Cela remonte à une quarantaine d’années. Je me suis assis pour la première fois au temple de Valenciennes dont la responsabilité était confiée à celui qui fut mon premier maître et une personne dont je porte encore l’héritage aujourd’hui : Francis Taigan Reiku Baudart. Dès que je suis retrouvé dans cette posture, j’ai compris que j’étais rentré à la maison, que ma quête prenait fin. J’avais treize ou quatorze ans. La vision d’une vieille nonne m’a profondément ému, j’ai été touché par la vérité du kesa avant même de savoir ce que c’était.
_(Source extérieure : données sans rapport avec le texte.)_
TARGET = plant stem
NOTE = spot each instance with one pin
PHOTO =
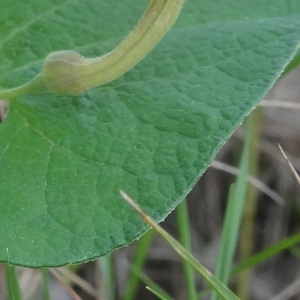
(253, 126)
(35, 84)
(185, 239)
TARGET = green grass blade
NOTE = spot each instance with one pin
(106, 267)
(185, 239)
(233, 217)
(266, 254)
(46, 290)
(140, 258)
(152, 285)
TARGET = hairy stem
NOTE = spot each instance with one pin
(67, 72)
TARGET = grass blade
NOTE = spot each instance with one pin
(213, 281)
(13, 288)
(185, 239)
(140, 258)
(233, 216)
(266, 254)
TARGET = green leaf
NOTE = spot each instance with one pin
(152, 132)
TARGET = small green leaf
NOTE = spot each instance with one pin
(152, 132)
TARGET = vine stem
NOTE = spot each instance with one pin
(69, 73)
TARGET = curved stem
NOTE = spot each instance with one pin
(34, 85)
(67, 72)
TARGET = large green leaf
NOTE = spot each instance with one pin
(152, 132)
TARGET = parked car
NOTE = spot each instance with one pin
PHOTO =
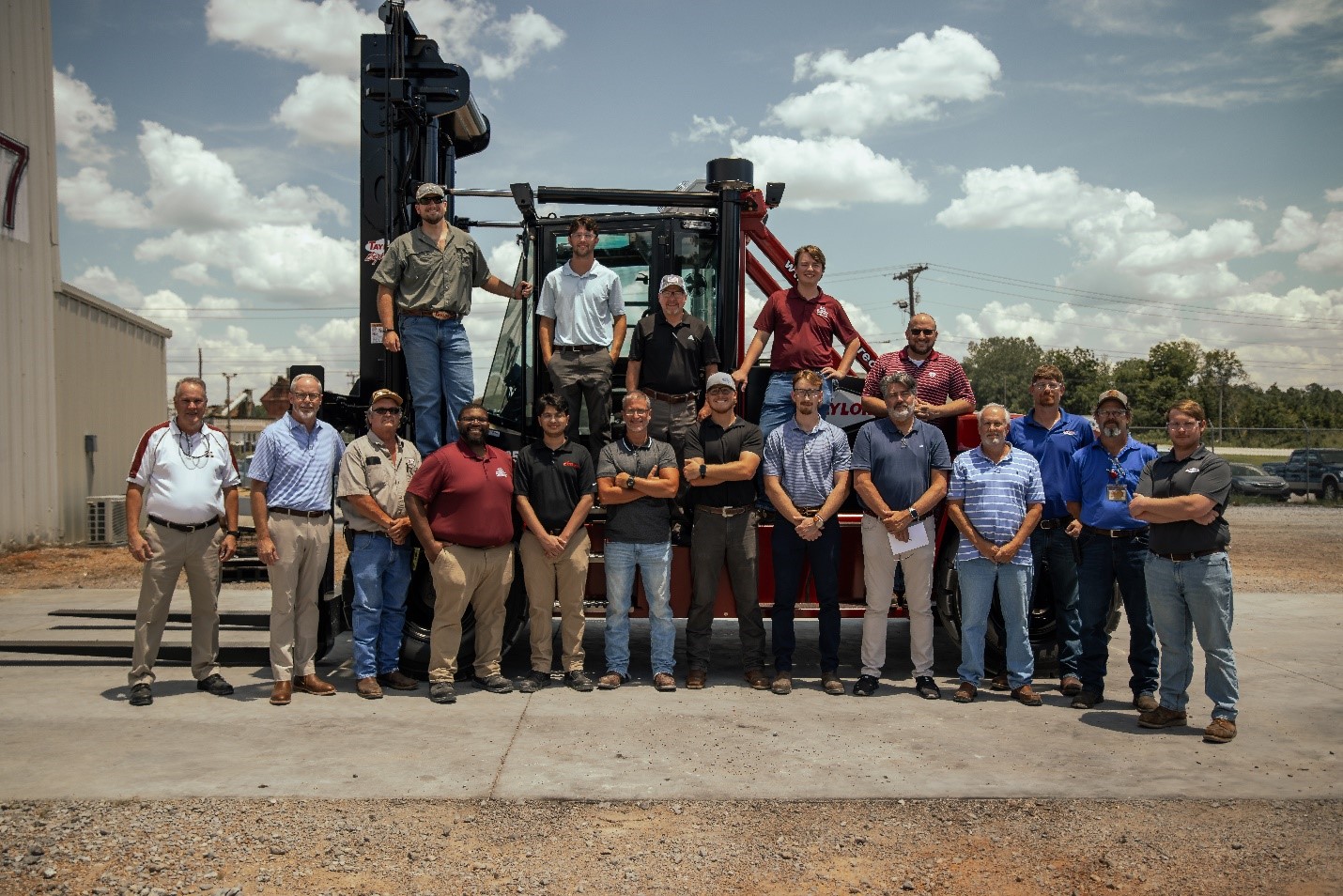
(1248, 478)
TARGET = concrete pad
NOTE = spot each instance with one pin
(69, 733)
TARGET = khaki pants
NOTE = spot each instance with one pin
(562, 579)
(480, 578)
(302, 544)
(171, 551)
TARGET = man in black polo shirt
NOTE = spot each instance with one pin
(555, 486)
(671, 356)
(1181, 496)
(721, 457)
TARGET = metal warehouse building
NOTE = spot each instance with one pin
(81, 378)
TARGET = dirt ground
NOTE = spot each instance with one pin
(1011, 846)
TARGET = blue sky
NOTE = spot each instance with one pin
(1105, 174)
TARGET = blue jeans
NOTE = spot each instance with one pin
(1194, 596)
(978, 578)
(655, 562)
(381, 574)
(789, 555)
(1105, 562)
(778, 400)
(438, 365)
(1057, 548)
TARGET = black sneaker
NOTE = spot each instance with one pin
(533, 681)
(578, 680)
(216, 686)
(865, 687)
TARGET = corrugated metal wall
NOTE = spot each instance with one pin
(30, 270)
(110, 372)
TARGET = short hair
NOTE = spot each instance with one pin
(1046, 372)
(188, 380)
(899, 378)
(551, 399)
(811, 250)
(474, 405)
(583, 222)
(1190, 408)
(808, 377)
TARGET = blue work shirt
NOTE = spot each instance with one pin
(1053, 450)
(1095, 471)
(296, 465)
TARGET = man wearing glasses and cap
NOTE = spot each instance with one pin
(374, 474)
(427, 275)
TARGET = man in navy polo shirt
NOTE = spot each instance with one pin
(1114, 548)
(1050, 436)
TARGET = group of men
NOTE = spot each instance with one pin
(1040, 497)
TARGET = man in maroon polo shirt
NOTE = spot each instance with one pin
(461, 505)
(945, 391)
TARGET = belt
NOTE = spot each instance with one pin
(311, 515)
(671, 399)
(1117, 533)
(181, 527)
(438, 316)
(1186, 556)
(723, 511)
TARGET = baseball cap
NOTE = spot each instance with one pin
(1112, 395)
(428, 190)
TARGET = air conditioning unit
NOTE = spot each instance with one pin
(106, 518)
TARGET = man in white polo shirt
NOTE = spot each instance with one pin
(184, 477)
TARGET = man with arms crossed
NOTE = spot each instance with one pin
(721, 457)
(553, 486)
(996, 500)
(372, 483)
(806, 477)
(636, 476)
(184, 476)
(1181, 496)
(292, 497)
(461, 502)
(900, 468)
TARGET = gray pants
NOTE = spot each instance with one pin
(584, 378)
(724, 542)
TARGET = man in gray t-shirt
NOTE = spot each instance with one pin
(636, 476)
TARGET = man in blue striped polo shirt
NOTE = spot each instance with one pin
(808, 492)
(996, 500)
(292, 476)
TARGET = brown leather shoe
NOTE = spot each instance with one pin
(283, 693)
(396, 680)
(315, 686)
(1025, 696)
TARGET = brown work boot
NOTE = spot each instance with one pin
(1221, 731)
(1025, 696)
(283, 693)
(313, 686)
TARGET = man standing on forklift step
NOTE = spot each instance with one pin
(721, 458)
(374, 474)
(806, 477)
(805, 322)
(431, 271)
(580, 330)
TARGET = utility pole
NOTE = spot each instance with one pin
(908, 275)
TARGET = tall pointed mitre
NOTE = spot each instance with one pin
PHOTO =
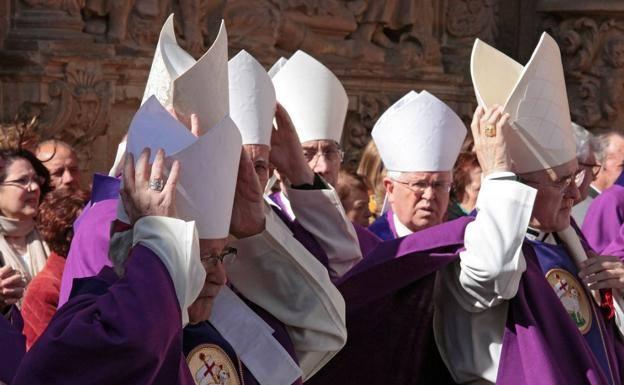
(313, 97)
(209, 164)
(534, 96)
(178, 81)
(419, 133)
(252, 99)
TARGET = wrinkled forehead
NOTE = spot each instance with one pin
(322, 144)
(431, 176)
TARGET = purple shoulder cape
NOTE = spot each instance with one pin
(390, 312)
(12, 344)
(541, 343)
(129, 334)
(299, 232)
(89, 248)
(605, 216)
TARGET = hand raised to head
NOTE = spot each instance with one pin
(286, 151)
(489, 131)
(145, 191)
(248, 212)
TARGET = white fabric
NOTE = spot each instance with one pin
(313, 96)
(536, 99)
(419, 133)
(212, 157)
(277, 66)
(321, 213)
(252, 99)
(470, 294)
(276, 272)
(190, 87)
(175, 242)
(252, 340)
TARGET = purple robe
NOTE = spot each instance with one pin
(130, 333)
(605, 217)
(12, 344)
(88, 253)
(390, 312)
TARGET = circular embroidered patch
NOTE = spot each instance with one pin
(210, 365)
(572, 296)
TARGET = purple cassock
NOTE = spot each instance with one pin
(89, 248)
(389, 320)
(383, 227)
(12, 344)
(605, 217)
(126, 333)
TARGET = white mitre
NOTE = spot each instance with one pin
(252, 99)
(209, 164)
(419, 133)
(313, 97)
(178, 81)
(534, 96)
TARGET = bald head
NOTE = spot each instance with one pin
(62, 163)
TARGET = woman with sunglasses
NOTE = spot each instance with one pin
(23, 183)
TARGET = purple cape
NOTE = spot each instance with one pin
(390, 312)
(129, 334)
(12, 344)
(605, 217)
(541, 343)
(89, 248)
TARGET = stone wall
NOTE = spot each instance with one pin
(81, 65)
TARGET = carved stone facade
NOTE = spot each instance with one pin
(81, 65)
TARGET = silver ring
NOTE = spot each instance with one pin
(157, 184)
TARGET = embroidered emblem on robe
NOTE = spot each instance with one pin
(210, 365)
(572, 297)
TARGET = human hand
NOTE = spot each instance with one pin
(602, 272)
(491, 150)
(12, 286)
(286, 151)
(144, 191)
(248, 211)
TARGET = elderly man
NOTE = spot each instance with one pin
(316, 101)
(587, 146)
(419, 164)
(62, 163)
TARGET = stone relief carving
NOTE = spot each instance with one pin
(593, 56)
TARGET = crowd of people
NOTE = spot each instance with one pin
(227, 245)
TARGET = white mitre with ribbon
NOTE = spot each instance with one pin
(252, 99)
(535, 98)
(209, 164)
(178, 81)
(313, 97)
(419, 133)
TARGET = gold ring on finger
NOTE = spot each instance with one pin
(490, 130)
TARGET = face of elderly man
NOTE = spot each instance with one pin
(62, 163)
(324, 158)
(259, 155)
(556, 194)
(419, 199)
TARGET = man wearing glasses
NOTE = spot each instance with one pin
(419, 156)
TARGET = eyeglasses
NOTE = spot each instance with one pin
(562, 183)
(331, 155)
(421, 186)
(227, 256)
(595, 168)
(25, 182)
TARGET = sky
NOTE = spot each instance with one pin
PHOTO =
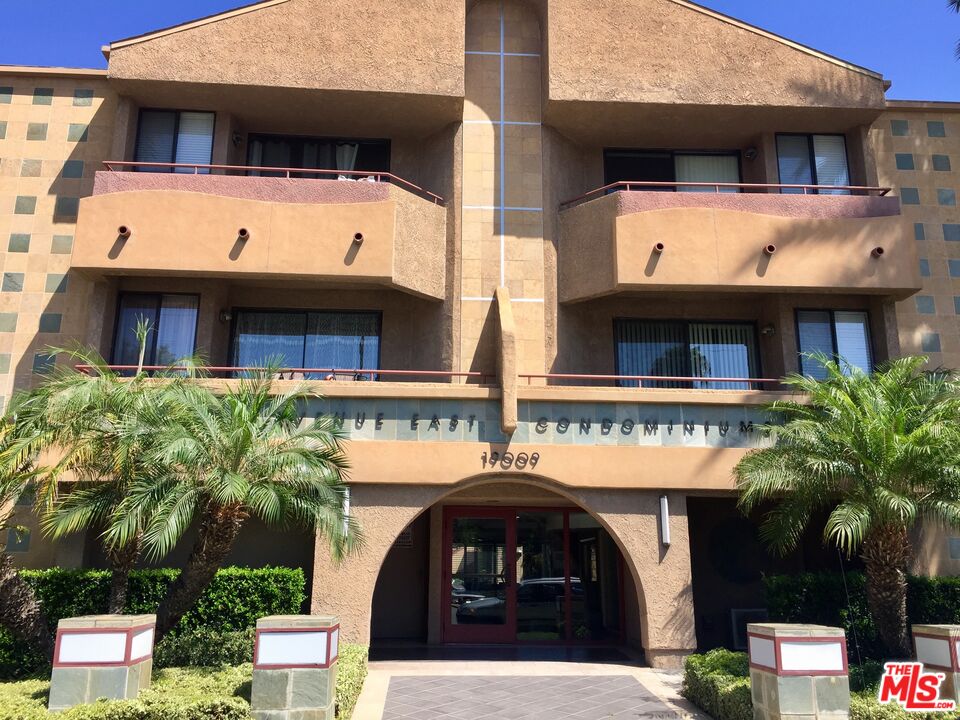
(911, 42)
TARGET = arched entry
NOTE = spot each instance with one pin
(505, 562)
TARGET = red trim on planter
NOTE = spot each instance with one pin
(257, 665)
(951, 644)
(127, 651)
(778, 655)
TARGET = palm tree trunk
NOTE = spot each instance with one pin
(218, 531)
(122, 561)
(20, 611)
(886, 552)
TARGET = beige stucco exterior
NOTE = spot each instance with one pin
(486, 262)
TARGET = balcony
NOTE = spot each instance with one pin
(365, 229)
(734, 237)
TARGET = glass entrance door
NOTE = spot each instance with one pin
(479, 576)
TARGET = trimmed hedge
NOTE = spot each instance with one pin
(232, 603)
(821, 598)
(719, 682)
Après j’ai continué la pratique au dojo de Lille et très vite j’ai reçu l’ordination monastique des mains d’Etienne Mokusho Zeisler en 1983.

Après sa mort, je me suis désolidarisé de l’AZI et puis j’ai finalement rencontré celui dont j’allais recevoir la transmission, Mike Chodo Cross, professeur de technique Alexander et héritier de Nishijima Roshi. En 2006, je suis arrivé au Japon à l’invitation d’une ancienne étudiante et je suis resté. J’habite aujourd’hui à Nishinomiya dans le Kansaï. Je n’ai ni temple ni lieu fixe de pratique, je continue seul où que je sois et anime des sesshins en Europe et aux USA; grâce à internet, mes enseignements touchent désormais de nombreuses personnes et j’ai une poignée de disciples répartis sur quatre continents.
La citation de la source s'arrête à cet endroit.